Freight interests in California and the West are petitioning the California Air Resources Board to revise proposed regulations for low-carbon fuel and a cap-and-trade mechanism for the freight transportation system.
The proposed draft regulations would significantly increase the cost of trucking and warehouse operations in California and would not achieve the environmental goals that spawned the initiatives, the freight interests stated.
The International Warehouse Logistics Association and the Western States Goods Movement Alliance submitted their statements to CARB for consideration as the air-quality agency works to finalize the regulations.
The freight organizations cited draft CARB regulations that would mandate a California-only reformulated, low-carbon diesel fuel; new standards that would require an increase in the use of renewable fuel and a requirement that warehouse operations with truck fleets retrofit their trailers or purchase new trailers that meet federal Environmental Protection Agency “Smart Way” standards.
Joel Anderson, president and chief executive of the IWLA, said the cumulative impact of the proposed regulations would be to force operators of warehouses and distribution centers to leave California.
If operators move to neighboring states such as Arizona and Nevada, emissions would actually increase because the miles traveled to serve California’s large population centers would be greater, Anderson aid.
The western states organization stated that CARB’s proposed regulations would increase utility rates 30 to 45 percent and would impose additional costs on oil refineries. The low-carbon requirement would increase the price of diesel fuel by 40 to 60 cents per gallon.
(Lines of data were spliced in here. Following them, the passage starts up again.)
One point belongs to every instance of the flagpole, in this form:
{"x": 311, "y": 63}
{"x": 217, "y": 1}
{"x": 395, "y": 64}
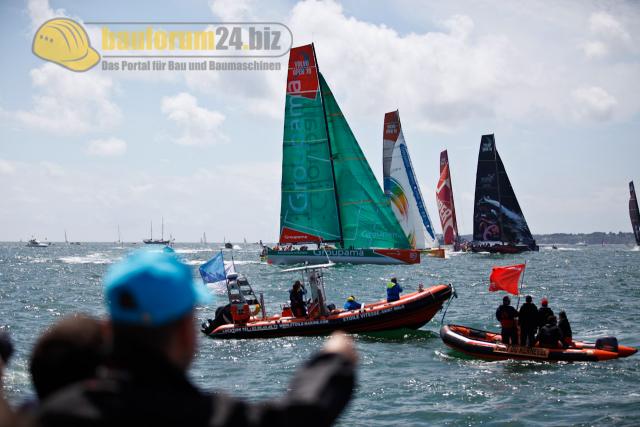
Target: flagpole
{"x": 521, "y": 282}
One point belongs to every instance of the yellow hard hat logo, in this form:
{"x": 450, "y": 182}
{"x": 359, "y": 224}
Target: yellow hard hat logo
{"x": 64, "y": 42}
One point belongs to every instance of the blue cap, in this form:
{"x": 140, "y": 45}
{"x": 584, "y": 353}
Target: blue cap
{"x": 151, "y": 288}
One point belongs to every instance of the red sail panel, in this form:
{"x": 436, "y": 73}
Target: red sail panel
{"x": 446, "y": 206}
{"x": 302, "y": 77}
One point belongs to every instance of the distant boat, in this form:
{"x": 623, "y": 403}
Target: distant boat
{"x": 401, "y": 186}
{"x": 634, "y": 213}
{"x": 329, "y": 192}
{"x": 161, "y": 240}
{"x": 499, "y": 225}
{"x": 35, "y": 243}
{"x": 446, "y": 207}
{"x": 67, "y": 240}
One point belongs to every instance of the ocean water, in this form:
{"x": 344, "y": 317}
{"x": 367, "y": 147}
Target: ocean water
{"x": 407, "y": 378}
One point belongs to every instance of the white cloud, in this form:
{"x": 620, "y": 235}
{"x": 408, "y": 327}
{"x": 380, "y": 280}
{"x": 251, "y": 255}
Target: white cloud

CARB’s low-carbon standard is especially problematic because at this time there is no acceptable fuel that meets the requirements for reducing greenhouse gases.
The freight interests support a requirement for use of low-carbon fuels that reduce greenhouse gases. They noted that their industry complies with regulations approved in past years that resulted in California producing clean-diesel fuel that significantly reduces nitrogen oxide, particulate matter, and other emissions associated with health risks.
However, the freight interests urged CARB to first develop a viable “recipe” for low-carbon fuel before promulgating strict standards.
“We support the adoption of a low-carbon fuel standard when the technology and recipe are commercially viable,” the western states organization stated.
Also, rather than saddle California with a single-state requirement that will cause businesses to move to neighboring states that do not have such regulations, the organization wants CARB to wait until a low-carbon standard is adopted by all of the western states.